Leverage online tools for engagement and interaction
Incorporate tools that offer greater engagement and interaction, such as Slido (pictured), which let Parent Champions answer live polls recapping meeting information and then see a summarizing leaderboard. Introduce any new tools with a demo video sent beforehand to allow time for Parent Champions to practice using it.
Integrate feedback into the training
Due to the hierarchical nature of the Parent Champions to Dost staff members relationship, Parent Champions often feel reluctant to provide any feedback for the Dost team about the training and surveys. Incorporate anonymous feedback into part of the training to encourage a feedback-safe environment where honest feedback is valued.
REWARDS AND INCENTIVES
WhatsApp sticker Dost medals
Create a supportive environment in which Parent Champions are rewarded for their achievements. Parent Champions will unlock a "Dost Certified" medal upon training completion. Subsequent Parent Champion medals explored are for reached milestones such as the number of parents registered, activations completed, and surveys collected. I converted these Adobe Illustrator made stickers into usable versions for Dost staff members to adopt (Canva templates with editable colors and text).

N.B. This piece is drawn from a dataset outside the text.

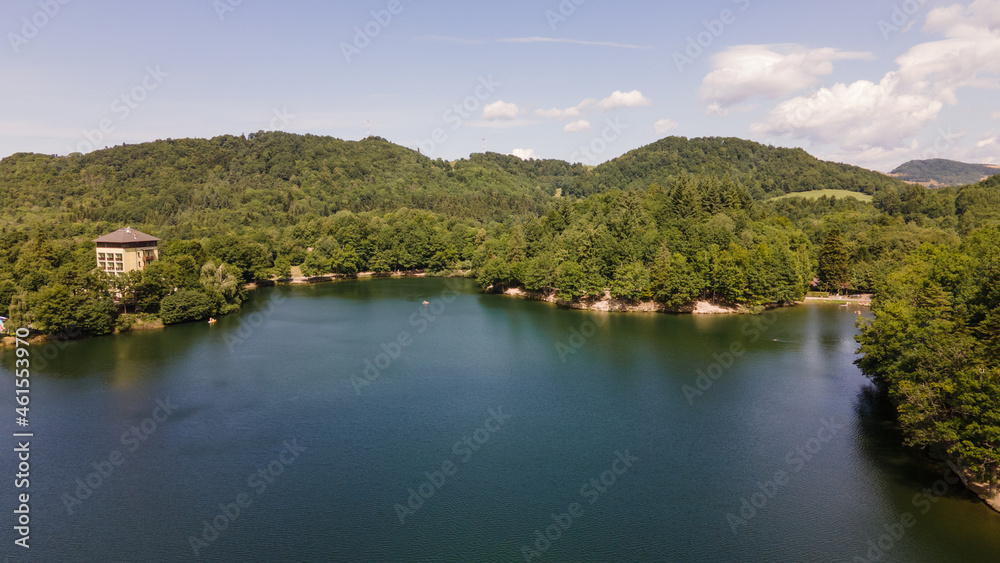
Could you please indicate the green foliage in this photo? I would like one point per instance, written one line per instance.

Make recognition publicly visible
A medal count and leader board, updated by a Dost trainer, are made visible for all Parent Champions for transparency. Major milestone medals are tracked and then awarded quarterly to Parent Champion WhatsApp chats.
USABILITY TEST INSIGHTS
A usability test was carried out with Parent Champions.

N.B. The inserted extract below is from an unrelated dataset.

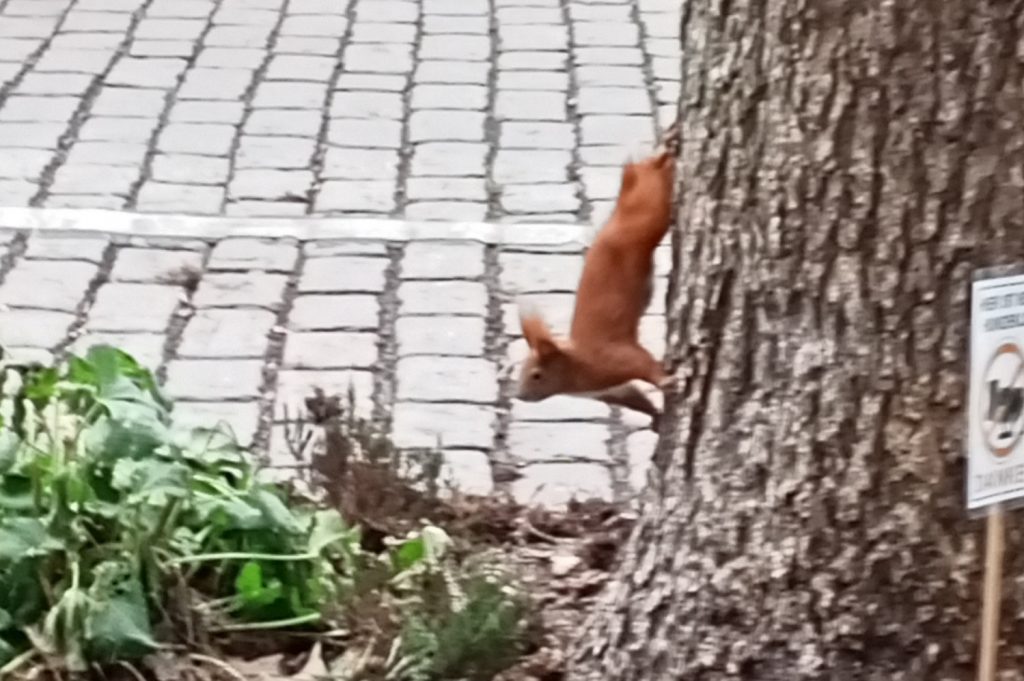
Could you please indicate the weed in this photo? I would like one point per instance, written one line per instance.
(121, 533)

Test sending PDF slides and visual text:
• Everyone was able to easily access it and Parent Champions found this helpful to follow along
• Parent Champions enjoyed visual text messages and felt that it was easy to understand
Test video demos (how to use the Slido tool):
• Parent Champions found the demo videos easy to watch, clear, and helpful to learn the tool
• The video helped Parent Champions know how to use Slido faster
Test using Slido, an interactive live polling website:
• 67% of Parent Champion users were able to access the quiz and felt it was easy to use
• 33% of Parent Champions were unable to get past the Slido splash page because of bandwidth issues
• Parent Champions felt like Slido was exciting and fun, like they were in school taking a quiz
FINAL prototype and training journey
Two storyboards and prototypes detailing the redesign of scenario 1 of onboarding training and scenario 2 of a new survey training were provided to Dost, as well as design artifacts and user interview notes as final deliverables. Each prototype can be walked through as a story being told about Priya, a Dost Parent Champion who is completing her virtual training.

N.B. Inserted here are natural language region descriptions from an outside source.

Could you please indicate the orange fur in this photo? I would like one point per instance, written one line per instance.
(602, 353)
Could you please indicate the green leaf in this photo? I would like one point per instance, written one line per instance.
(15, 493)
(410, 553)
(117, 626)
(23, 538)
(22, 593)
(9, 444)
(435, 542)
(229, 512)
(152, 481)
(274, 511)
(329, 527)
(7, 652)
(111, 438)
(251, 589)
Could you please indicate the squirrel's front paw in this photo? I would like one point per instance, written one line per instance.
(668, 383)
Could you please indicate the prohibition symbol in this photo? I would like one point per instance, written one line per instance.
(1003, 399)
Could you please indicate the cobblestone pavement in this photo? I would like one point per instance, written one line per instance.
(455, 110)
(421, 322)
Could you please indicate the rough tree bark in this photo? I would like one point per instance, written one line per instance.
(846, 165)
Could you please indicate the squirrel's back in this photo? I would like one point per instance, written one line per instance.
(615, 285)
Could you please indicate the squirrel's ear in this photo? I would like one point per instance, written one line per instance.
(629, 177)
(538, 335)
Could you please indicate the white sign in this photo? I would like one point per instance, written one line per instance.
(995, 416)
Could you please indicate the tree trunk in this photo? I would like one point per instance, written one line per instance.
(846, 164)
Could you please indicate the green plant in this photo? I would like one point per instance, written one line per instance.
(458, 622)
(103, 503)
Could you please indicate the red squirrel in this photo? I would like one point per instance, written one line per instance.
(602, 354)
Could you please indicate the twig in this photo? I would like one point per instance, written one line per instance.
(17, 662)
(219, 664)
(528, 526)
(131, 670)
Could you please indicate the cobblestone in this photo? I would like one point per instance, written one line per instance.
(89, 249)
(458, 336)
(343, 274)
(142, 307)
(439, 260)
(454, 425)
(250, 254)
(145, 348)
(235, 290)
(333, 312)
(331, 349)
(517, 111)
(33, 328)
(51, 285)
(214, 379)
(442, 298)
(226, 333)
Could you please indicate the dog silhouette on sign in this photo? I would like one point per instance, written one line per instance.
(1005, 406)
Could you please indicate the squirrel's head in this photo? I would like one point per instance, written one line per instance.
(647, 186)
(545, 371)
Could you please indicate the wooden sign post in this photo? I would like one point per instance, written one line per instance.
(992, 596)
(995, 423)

OTHER FINDINGS & NEXT STEPS
Insights and subsequent solutions:
• Parent Champions desire more structure to their life and work under the new normal, so Dost might want to explore suggested work schedules or a workshop for scheduling work activities and using calendar apps
• Parent Champions have difficulty understanding the "work from home" concept, so Dost might want to explore a workshop on "work from home" and providing tools and tips for remote productivity
• Parent Champions sometimes run into challenging questions from end users, so Dost might want to set a norm for peer-to-peer feedback and advice in WhatsApp channels or review recorded conversations with Dost trainers
• The redesigned virtual training program is currently being piloted at Dost with a new cohort of Parent Champions
• Gather feedback and optimize the program
• Explore other potential apps and tools to facilitate training that work with very low bandwidth (i.e. Kahoot, Quizizz)
Always meet the users wherever they are
The mindset is essential no matter where your users are located. It is crucial to understand your users and meet the users where they are, wherever they are. For this project, we dealt with different levels of literacy, bandwidth issues, technological constraints, and low resource environments. Despite that, a set of best practices can be applied to any project located anywhere that has to do with optimizing for slow connections, accounting for differing levels of literacy, and designing for comprehension.